Despite his GOP and conservative credentials, Levey has emerged as nonpartisan to the extent that when Obama’s nomination of Geithner hit a glitch over back taxes, Levey was appointed acting secretary.

“We were absolutely delighted when the Obama administration chose to ask him to stay in office,” said David Harris, executive director of the American Jewish Committee, which honored Levey with the organization’s 2009 Public Service Award. “That really spoke to the reputation Stuart established.”

Levey welcomes submissions from nongovernmental groups, like the Foundation for the Defense of Democracy, that track sanctions busters and terrorist financing. He tells colleagues that people behave better when they know they are being watched.

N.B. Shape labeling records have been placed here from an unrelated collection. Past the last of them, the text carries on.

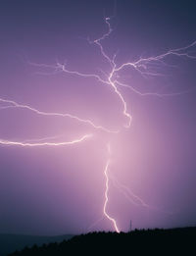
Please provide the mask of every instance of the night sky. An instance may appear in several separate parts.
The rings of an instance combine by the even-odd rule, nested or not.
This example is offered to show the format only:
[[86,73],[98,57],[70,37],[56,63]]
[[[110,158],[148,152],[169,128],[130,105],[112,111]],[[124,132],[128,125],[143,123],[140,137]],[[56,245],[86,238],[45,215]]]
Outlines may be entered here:
[[[0,99],[120,130],[0,100],[0,141],[59,143],[92,134],[73,145],[0,143],[1,233],[114,230],[103,214],[109,157],[107,213],[120,230],[130,220],[133,229],[196,225],[195,12],[190,0],[0,2]],[[129,128],[112,86],[57,69],[65,64],[107,79],[111,66],[92,42],[107,33],[108,17],[113,31],[101,43],[111,59],[117,54],[118,67],[190,46],[145,63],[142,73],[125,67],[117,74],[133,87],[118,87]]]

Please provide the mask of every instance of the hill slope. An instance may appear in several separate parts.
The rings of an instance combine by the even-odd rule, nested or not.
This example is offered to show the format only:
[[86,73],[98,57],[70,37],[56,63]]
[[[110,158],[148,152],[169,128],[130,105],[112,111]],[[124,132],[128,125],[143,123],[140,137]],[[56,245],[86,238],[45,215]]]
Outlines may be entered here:
[[22,252],[12,254],[18,256],[39,256],[39,255],[84,255],[84,254],[109,254],[120,255],[130,253],[132,255],[162,253],[171,255],[174,252],[194,250],[196,228],[183,228],[173,230],[134,230],[128,233],[116,232],[93,232],[74,236],[68,241],[61,243],[50,243],[42,247],[34,246],[25,248]]
[[43,243],[60,242],[71,238],[73,235],[58,236],[39,236],[23,234],[0,234],[0,256],[5,256],[16,250],[22,250],[25,246],[33,244],[42,245]]

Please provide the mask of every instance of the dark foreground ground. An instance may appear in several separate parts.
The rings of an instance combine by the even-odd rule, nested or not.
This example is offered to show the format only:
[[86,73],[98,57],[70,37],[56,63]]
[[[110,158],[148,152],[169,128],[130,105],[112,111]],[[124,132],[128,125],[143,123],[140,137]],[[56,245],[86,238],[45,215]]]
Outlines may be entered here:
[[73,236],[72,234],[42,236],[0,233],[0,256],[6,256],[8,253],[12,253],[16,250],[23,250],[25,246],[31,247],[34,244],[41,246],[43,243],[61,242]]
[[60,243],[24,248],[12,256],[39,255],[196,255],[196,228],[93,232]]

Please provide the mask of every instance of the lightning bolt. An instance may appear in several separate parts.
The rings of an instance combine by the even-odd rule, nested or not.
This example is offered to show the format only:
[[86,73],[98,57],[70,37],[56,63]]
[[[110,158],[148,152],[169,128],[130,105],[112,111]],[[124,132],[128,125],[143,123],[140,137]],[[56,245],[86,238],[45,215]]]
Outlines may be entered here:
[[[109,155],[111,155],[110,144],[108,144],[108,153],[109,153]],[[105,190],[105,202],[104,202],[103,212],[104,212],[104,215],[106,216],[106,218],[113,223],[115,230],[117,232],[120,232],[120,230],[119,230],[119,228],[117,226],[117,221],[114,218],[112,218],[107,213],[107,205],[108,205],[108,201],[109,201],[109,198],[108,198],[108,192],[109,192],[109,175],[108,175],[108,171],[109,171],[110,163],[111,163],[111,159],[109,157],[109,159],[107,160],[105,169],[104,169],[104,175],[105,175],[105,178],[106,178],[106,190]]]
[[9,109],[9,108],[20,108],[20,109],[27,109],[29,111],[32,111],[38,115],[42,115],[42,116],[52,116],[52,117],[62,117],[62,118],[71,118],[71,119],[74,119],[80,123],[84,123],[84,124],[87,124],[91,127],[93,127],[94,128],[96,129],[101,129],[103,131],[106,131],[106,132],[111,132],[111,133],[118,133],[119,131],[118,130],[110,130],[104,127],[101,127],[101,126],[96,126],[92,121],[90,120],[84,120],[84,119],[81,119],[81,118],[78,118],[76,116],[74,116],[72,114],[69,114],[69,113],[56,113],[56,112],[43,112],[43,111],[40,111],[40,110],[37,110],[35,108],[32,108],[28,105],[23,105],[23,104],[20,104],[20,103],[17,103],[16,101],[13,101],[13,100],[8,100],[8,99],[3,99],[3,98],[0,98],[0,102],[2,103],[7,103],[9,105],[7,106],[2,106],[0,107],[0,110],[1,109]]
[[10,145],[10,146],[23,146],[23,147],[40,147],[40,146],[66,146],[73,145],[76,143],[80,143],[87,138],[92,137],[92,134],[85,134],[80,138],[74,139],[71,141],[63,141],[63,142],[37,142],[37,143],[29,143],[29,142],[19,142],[19,141],[9,141],[0,139],[0,145]]
[[[174,56],[177,58],[184,58],[184,59],[196,59],[196,54],[194,51],[194,47],[196,46],[196,41],[190,43],[189,45],[186,45],[184,47],[175,48],[175,49],[170,49],[169,51],[157,55],[157,56],[150,56],[150,57],[140,57],[138,60],[133,62],[126,62],[122,63],[122,65],[118,65],[116,62],[117,54],[115,54],[113,57],[110,57],[103,45],[102,41],[109,38],[111,33],[113,32],[111,24],[110,24],[111,18],[106,17],[104,19],[104,23],[107,26],[107,31],[103,33],[103,35],[95,40],[89,40],[87,39],[88,43],[94,44],[96,47],[98,47],[101,56],[103,59],[109,64],[110,71],[104,72],[105,77],[103,78],[101,76],[96,74],[84,74],[78,71],[72,71],[67,68],[66,63],[59,63],[57,62],[55,65],[46,65],[46,64],[37,64],[37,63],[30,63],[30,65],[40,67],[40,68],[47,68],[52,69],[53,73],[50,74],[57,74],[57,73],[65,73],[71,76],[77,76],[79,77],[83,78],[94,78],[100,83],[110,86],[112,91],[117,95],[121,105],[122,105],[122,115],[125,118],[126,122],[124,124],[122,124],[122,129],[129,128],[131,126],[132,117],[127,109],[127,103],[124,99],[124,96],[120,90],[120,87],[122,88],[128,88],[132,90],[134,93],[140,95],[140,96],[148,96],[148,95],[155,95],[159,97],[163,96],[172,96],[172,95],[177,95],[185,92],[189,92],[189,90],[184,92],[178,92],[178,93],[172,93],[172,94],[159,94],[159,93],[141,93],[139,90],[134,88],[130,84],[126,84],[123,81],[122,81],[122,77],[120,76],[120,72],[122,72],[124,69],[130,68],[136,71],[141,77],[144,78],[146,77],[162,77],[164,74],[158,72],[156,69],[160,67],[173,67],[172,65],[170,65],[167,63],[167,58],[170,56]],[[74,120],[76,120],[79,123],[83,123],[85,125],[89,125],[94,129],[100,129],[104,132],[113,133],[116,135],[121,134],[121,130],[111,130],[105,127],[95,125],[91,120],[81,119],[79,117],[76,117],[75,115],[72,115],[70,113],[56,113],[56,112],[44,112],[40,111],[38,109],[35,109],[29,105],[24,105],[20,104],[16,101],[10,100],[10,99],[4,99],[0,98],[0,103],[3,105],[0,106],[0,110],[5,110],[9,108],[19,108],[19,109],[26,109],[28,111],[34,112],[37,115],[41,116],[52,116],[52,117],[62,117],[62,118],[71,118]],[[7,145],[7,146],[23,146],[23,147],[39,147],[39,146],[65,146],[65,145],[72,145],[75,143],[83,142],[84,140],[90,138],[92,134],[85,134],[81,136],[80,138],[74,139],[72,141],[62,141],[62,142],[49,142],[45,140],[50,140],[50,138],[40,138],[37,140],[25,140],[25,141],[10,141],[5,139],[0,139],[0,145]],[[54,136],[53,138],[56,138],[57,136]],[[36,141],[36,142],[33,142]],[[122,192],[125,197],[133,204],[135,205],[142,205],[144,207],[150,207],[147,203],[145,203],[139,196],[135,195],[128,187],[122,184],[114,176],[109,175],[109,168],[112,161],[111,158],[111,146],[110,143],[107,145],[108,149],[108,159],[106,162],[106,166],[104,169],[104,177],[105,177],[105,190],[104,190],[104,204],[103,204],[103,214],[104,216],[112,223],[114,230],[117,232],[120,232],[120,228],[117,225],[117,221],[115,218],[111,217],[110,214],[107,211],[108,203],[109,203],[109,181],[110,178],[116,187],[120,189],[121,192]]]

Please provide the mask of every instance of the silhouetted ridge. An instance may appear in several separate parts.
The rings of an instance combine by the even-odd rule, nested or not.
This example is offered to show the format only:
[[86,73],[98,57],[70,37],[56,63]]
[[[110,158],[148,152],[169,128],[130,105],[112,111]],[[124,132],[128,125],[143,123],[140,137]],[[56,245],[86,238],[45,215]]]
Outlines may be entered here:
[[128,233],[121,232],[92,232],[74,236],[60,243],[50,243],[37,247],[24,248],[10,256],[39,256],[39,255],[105,255],[106,253],[121,253],[132,255],[156,254],[171,255],[172,252],[195,252],[196,228],[173,230],[133,230]]

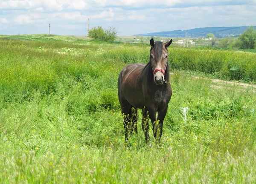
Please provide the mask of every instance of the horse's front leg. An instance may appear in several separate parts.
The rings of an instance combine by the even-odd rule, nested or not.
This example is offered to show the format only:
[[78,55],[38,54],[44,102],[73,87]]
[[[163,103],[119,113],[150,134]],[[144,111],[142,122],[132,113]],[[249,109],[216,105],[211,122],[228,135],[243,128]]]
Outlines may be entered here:
[[165,116],[167,112],[167,109],[168,109],[168,106],[167,105],[166,107],[165,107],[163,109],[161,109],[158,112],[158,115],[157,115],[157,121],[159,124],[159,131],[157,132],[157,142],[158,143],[160,143],[160,139],[161,139],[161,137],[162,137],[162,134],[163,134],[163,120],[164,120],[164,118],[165,118]]
[[157,110],[154,106],[148,107],[148,115],[152,126],[153,126],[153,132],[154,133],[154,136],[155,138],[157,137],[157,129],[158,122],[157,121]]

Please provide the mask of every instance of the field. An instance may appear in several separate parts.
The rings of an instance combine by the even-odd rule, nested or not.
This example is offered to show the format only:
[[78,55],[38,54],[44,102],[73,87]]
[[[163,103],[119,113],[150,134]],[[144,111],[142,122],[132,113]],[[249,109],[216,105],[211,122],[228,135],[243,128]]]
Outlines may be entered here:
[[211,80],[255,83],[256,53],[170,46],[160,146],[150,123],[145,144],[140,121],[127,146],[117,79],[147,63],[149,44],[36,35],[0,45],[0,183],[256,182],[255,88]]

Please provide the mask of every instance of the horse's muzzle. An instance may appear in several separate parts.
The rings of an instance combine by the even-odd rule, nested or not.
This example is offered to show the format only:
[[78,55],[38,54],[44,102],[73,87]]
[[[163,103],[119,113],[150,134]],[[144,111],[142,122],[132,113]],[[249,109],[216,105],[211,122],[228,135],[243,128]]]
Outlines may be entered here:
[[163,83],[163,76],[155,76],[154,81],[156,84],[161,85]]

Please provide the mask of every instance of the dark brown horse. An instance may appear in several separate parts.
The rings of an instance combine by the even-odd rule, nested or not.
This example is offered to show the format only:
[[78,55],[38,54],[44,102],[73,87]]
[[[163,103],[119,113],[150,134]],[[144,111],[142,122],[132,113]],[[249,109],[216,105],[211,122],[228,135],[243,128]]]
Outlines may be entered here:
[[[132,64],[124,68],[118,78],[118,98],[124,116],[125,141],[129,132],[137,133],[137,110],[143,109],[142,129],[146,142],[149,140],[148,115],[152,123],[154,136],[160,141],[163,123],[172,93],[169,79],[167,47],[166,43],[150,40],[149,62]],[[157,119],[156,117],[158,112]]]

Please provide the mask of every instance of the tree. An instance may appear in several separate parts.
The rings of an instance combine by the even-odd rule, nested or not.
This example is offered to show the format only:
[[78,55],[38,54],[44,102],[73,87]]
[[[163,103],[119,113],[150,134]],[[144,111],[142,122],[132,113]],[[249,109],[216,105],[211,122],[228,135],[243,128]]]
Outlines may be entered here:
[[117,30],[113,27],[104,29],[102,26],[93,27],[89,31],[88,36],[105,41],[114,41],[117,36]]
[[254,49],[256,46],[256,30],[253,26],[249,27],[238,39],[240,42],[240,49]]
[[213,34],[213,33],[208,33],[206,35],[206,37],[213,38],[214,37],[214,34]]

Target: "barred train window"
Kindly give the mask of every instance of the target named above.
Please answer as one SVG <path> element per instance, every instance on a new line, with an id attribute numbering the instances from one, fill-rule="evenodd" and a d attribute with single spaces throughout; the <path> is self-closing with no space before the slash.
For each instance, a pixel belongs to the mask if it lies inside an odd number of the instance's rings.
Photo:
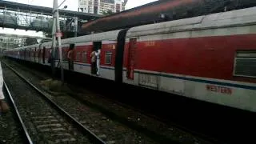
<path id="1" fill-rule="evenodd" d="M 77 53 L 77 58 L 75 58 L 76 61 L 80 61 L 80 54 L 81 53 Z"/>
<path id="2" fill-rule="evenodd" d="M 256 50 L 237 51 L 234 75 L 256 78 Z"/>
<path id="3" fill-rule="evenodd" d="M 112 63 L 112 52 L 107 51 L 106 52 L 105 64 L 111 64 L 111 63 Z"/>
<path id="4" fill-rule="evenodd" d="M 82 53 L 82 62 L 85 63 L 87 63 L 87 53 L 86 52 Z"/>

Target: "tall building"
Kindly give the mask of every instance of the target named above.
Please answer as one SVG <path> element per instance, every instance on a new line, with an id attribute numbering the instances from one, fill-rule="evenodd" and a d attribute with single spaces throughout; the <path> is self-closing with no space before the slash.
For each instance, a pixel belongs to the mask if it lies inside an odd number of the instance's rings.
<path id="1" fill-rule="evenodd" d="M 79 12 L 102 14 L 109 10 L 118 13 L 125 10 L 128 0 L 79 0 Z"/>

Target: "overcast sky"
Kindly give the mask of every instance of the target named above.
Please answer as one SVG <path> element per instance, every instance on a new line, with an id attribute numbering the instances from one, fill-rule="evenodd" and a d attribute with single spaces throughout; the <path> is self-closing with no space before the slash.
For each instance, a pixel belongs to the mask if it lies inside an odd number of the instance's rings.
<path id="1" fill-rule="evenodd" d="M 30 5 L 35 5 L 35 6 L 46 6 L 46 7 L 53 7 L 53 0 L 7 0 L 10 2 L 30 4 Z M 58 3 L 61 3 L 63 0 L 58 0 Z M 128 0 L 128 2 L 126 6 L 126 10 L 131 9 L 136 6 L 139 6 L 146 3 L 150 3 L 157 0 Z M 68 10 L 74 10 L 77 11 L 78 8 L 78 0 L 66 0 L 62 7 L 64 6 L 67 6 Z M 60 7 L 60 8 L 62 8 Z M 20 30 L 10 30 L 10 29 L 0 29 L 0 33 L 6 33 L 6 34 L 21 34 L 22 35 L 28 34 L 33 36 L 42 36 L 42 33 L 41 32 L 34 32 L 34 31 L 25 31 Z"/>

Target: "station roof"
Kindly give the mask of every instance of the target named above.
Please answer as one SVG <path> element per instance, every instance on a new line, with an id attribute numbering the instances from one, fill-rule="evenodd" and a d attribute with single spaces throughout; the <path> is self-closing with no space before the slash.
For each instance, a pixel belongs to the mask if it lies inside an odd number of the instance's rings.
<path id="1" fill-rule="evenodd" d="M 43 13 L 44 14 L 52 15 L 53 9 L 50 7 L 32 6 L 27 4 L 22 4 L 18 2 L 8 2 L 8 1 L 0 1 L 0 9 L 3 10 L 7 9 L 16 9 L 19 10 L 21 12 L 28 12 L 31 11 L 33 13 Z M 65 10 L 59 10 L 59 14 L 61 16 L 66 17 L 78 17 L 79 19 L 89 20 L 89 19 L 96 19 L 100 18 L 101 15 L 88 13 L 82 13 Z"/>

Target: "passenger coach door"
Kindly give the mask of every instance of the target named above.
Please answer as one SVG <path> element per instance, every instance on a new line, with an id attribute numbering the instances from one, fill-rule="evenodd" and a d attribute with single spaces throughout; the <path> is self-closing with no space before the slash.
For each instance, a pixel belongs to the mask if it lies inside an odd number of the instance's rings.
<path id="1" fill-rule="evenodd" d="M 137 48 L 137 38 L 130 38 L 128 49 L 128 63 L 126 77 L 128 79 L 134 78 L 135 51 Z"/>

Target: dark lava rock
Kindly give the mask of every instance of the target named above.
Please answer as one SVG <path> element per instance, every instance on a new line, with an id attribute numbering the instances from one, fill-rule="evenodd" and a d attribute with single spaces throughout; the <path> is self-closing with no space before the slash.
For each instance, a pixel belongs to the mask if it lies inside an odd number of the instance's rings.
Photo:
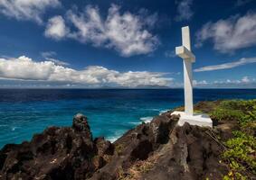
<path id="1" fill-rule="evenodd" d="M 104 140 L 100 143 L 110 146 Z M 71 128 L 50 127 L 31 142 L 5 146 L 0 151 L 0 179 L 89 178 L 104 166 L 96 147 L 87 118 L 78 114 Z M 111 153 L 105 148 L 100 156 Z"/>
<path id="2" fill-rule="evenodd" d="M 179 127 L 178 119 L 167 112 L 110 143 L 92 140 L 87 118 L 77 114 L 72 127 L 50 127 L 30 142 L 5 146 L 0 179 L 222 179 L 223 147 L 213 137 L 227 136 L 226 127 Z"/>

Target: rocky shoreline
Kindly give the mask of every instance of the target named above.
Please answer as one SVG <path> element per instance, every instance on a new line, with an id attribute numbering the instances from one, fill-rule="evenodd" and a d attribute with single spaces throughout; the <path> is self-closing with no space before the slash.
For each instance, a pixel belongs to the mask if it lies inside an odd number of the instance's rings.
<path id="1" fill-rule="evenodd" d="M 196 107 L 209 110 L 204 103 Z M 5 145 L 0 150 L 0 179 L 222 179 L 228 167 L 221 163 L 223 147 L 216 136 L 230 138 L 236 125 L 179 127 L 179 117 L 171 112 L 114 143 L 93 139 L 87 118 L 77 114 L 71 127 L 50 127 L 30 142 Z"/>

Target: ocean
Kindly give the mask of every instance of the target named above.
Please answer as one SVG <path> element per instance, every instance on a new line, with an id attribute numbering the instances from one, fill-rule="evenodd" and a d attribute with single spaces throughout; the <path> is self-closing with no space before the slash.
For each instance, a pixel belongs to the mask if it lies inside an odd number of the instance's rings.
<path id="1" fill-rule="evenodd" d="M 255 99 L 255 89 L 194 89 L 194 103 Z M 49 126 L 89 118 L 93 137 L 114 141 L 128 130 L 184 104 L 183 89 L 0 89 L 0 148 L 30 140 Z"/>

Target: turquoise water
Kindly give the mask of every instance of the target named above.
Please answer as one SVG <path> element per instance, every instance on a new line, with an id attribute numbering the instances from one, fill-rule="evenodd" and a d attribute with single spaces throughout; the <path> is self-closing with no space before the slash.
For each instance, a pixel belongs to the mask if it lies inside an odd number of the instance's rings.
<path id="1" fill-rule="evenodd" d="M 183 105 L 182 89 L 1 89 L 0 148 L 29 140 L 48 126 L 70 126 L 83 113 L 94 137 L 115 140 L 159 112 Z M 194 102 L 256 98 L 255 89 L 195 89 Z"/>

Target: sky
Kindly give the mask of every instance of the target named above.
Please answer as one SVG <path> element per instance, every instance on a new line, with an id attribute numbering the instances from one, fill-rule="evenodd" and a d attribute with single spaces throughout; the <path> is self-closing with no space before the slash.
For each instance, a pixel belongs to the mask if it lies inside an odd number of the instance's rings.
<path id="1" fill-rule="evenodd" d="M 0 88 L 256 88 L 256 0 L 0 0 Z"/>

“He is a very sturdy, organized, rational guy,” said Jeff Kupfer, who was deputy chief of staff at the Treasury when Levey transferred and helped select him. “He’s not in it to make a big name for himself.”

Levey’s colleagues cite his ready smile and good-natured approach to his work.

Meiners recalled a 10-course dinner in China in Levey’s honor. The first course was shrimp: Levey declined, saying it was not kosher, but adding that he was sure he would enjoy the other offerings.

The waitstaff swept the shrimp away and brought Levey a heaping plate of broccoli.

“Enough to feed a family of six,” Meiners recalled.

Levey dug in — then Meiners spotted a menu and showed it to Levey: All 10 items were not kosher.

The waitstaff insisted it could substitute every item — and did, each time with more broccoli. Levey gamely delved into each plate until he was stuffed — at about the sixth plate.

“He couldn’t look at broccoli for another year,” Meiners said.

Notably, Levey in interviews has counted the Chinese as among the most cooperative in his efforts.